Definition of polynomials, polynomial function and commutativity

Question

When multiplying polynomials in a ring using the definition we get $(a_0,a_1,...)(b_0,b_1,...)=(c_0,c_1,..)$ where $\displaystyle c_n=\sum_{m=0}^{n}a_mb_{n-m}$ and $x$ is $x=(0,1,0,...)$. Now consider the ring of quaternions and the polynmial $$ f(x)=x^2-(i+j)x+k $$ This polynomial can be factored a such $$(x-i)(x-j)=(-i,1)(-j,1)=((-i)(-j),-i-j,1)=(k,-(i+j),1)=x^2-(i+j)x+k $$ Using the definition.

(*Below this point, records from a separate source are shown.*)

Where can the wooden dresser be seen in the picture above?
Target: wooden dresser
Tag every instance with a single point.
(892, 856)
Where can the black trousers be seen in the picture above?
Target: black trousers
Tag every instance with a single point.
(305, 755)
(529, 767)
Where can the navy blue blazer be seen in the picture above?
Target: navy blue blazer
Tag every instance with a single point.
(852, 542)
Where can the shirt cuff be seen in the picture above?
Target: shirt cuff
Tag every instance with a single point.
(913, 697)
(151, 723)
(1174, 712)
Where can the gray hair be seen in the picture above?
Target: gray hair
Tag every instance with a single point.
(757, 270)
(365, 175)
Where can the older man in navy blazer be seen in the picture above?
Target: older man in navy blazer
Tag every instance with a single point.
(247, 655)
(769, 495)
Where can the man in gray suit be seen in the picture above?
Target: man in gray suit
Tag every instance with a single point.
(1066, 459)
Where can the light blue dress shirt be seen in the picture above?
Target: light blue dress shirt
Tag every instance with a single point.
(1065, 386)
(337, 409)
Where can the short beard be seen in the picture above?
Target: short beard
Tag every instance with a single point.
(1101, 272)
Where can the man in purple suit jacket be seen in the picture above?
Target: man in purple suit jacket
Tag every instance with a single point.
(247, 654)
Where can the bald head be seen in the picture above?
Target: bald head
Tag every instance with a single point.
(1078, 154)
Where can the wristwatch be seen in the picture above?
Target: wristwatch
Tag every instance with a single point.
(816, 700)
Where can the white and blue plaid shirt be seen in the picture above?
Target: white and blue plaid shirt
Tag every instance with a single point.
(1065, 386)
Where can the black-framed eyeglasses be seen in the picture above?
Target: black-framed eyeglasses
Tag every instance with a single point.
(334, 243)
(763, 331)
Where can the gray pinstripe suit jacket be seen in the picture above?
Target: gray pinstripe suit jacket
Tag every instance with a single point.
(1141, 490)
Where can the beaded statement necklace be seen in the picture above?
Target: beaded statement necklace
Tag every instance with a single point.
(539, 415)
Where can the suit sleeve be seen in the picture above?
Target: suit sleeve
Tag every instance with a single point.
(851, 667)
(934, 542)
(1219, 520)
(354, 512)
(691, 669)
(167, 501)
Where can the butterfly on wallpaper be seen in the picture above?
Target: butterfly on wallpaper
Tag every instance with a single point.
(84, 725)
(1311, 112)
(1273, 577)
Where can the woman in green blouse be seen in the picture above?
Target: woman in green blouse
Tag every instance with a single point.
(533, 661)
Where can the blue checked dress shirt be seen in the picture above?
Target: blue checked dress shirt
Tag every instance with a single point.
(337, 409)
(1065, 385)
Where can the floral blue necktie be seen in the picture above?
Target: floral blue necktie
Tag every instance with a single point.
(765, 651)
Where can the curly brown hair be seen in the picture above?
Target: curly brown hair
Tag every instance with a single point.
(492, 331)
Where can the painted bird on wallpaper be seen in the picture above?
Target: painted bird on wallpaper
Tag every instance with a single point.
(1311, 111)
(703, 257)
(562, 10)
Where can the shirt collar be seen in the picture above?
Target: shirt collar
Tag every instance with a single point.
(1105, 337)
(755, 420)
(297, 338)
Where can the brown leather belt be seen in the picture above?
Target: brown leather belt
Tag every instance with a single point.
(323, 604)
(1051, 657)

Now if we try to expand $(x-i)(x-j)$ considering $x$ a quartenion we get $$(x-i)(x-j)=x^2-xj-ix+ij $$ This way $xj\neq jx $.
Also if we put in the value $x=i$ we get $$ f(i)=i^2-(i+j)i+k=2k $$ But if we use the factorazation for $x=i$ we get $$ (i-i)(i-j)=0 $$ I think this happens because the definition of polynomials "implies" commutativity between $x$ and the coefficients under multiplication and when using the polynomial function this isn't always the case because $x$ becomes an element of the ring. If somebody could clear things out a bit for me i would be thankfull.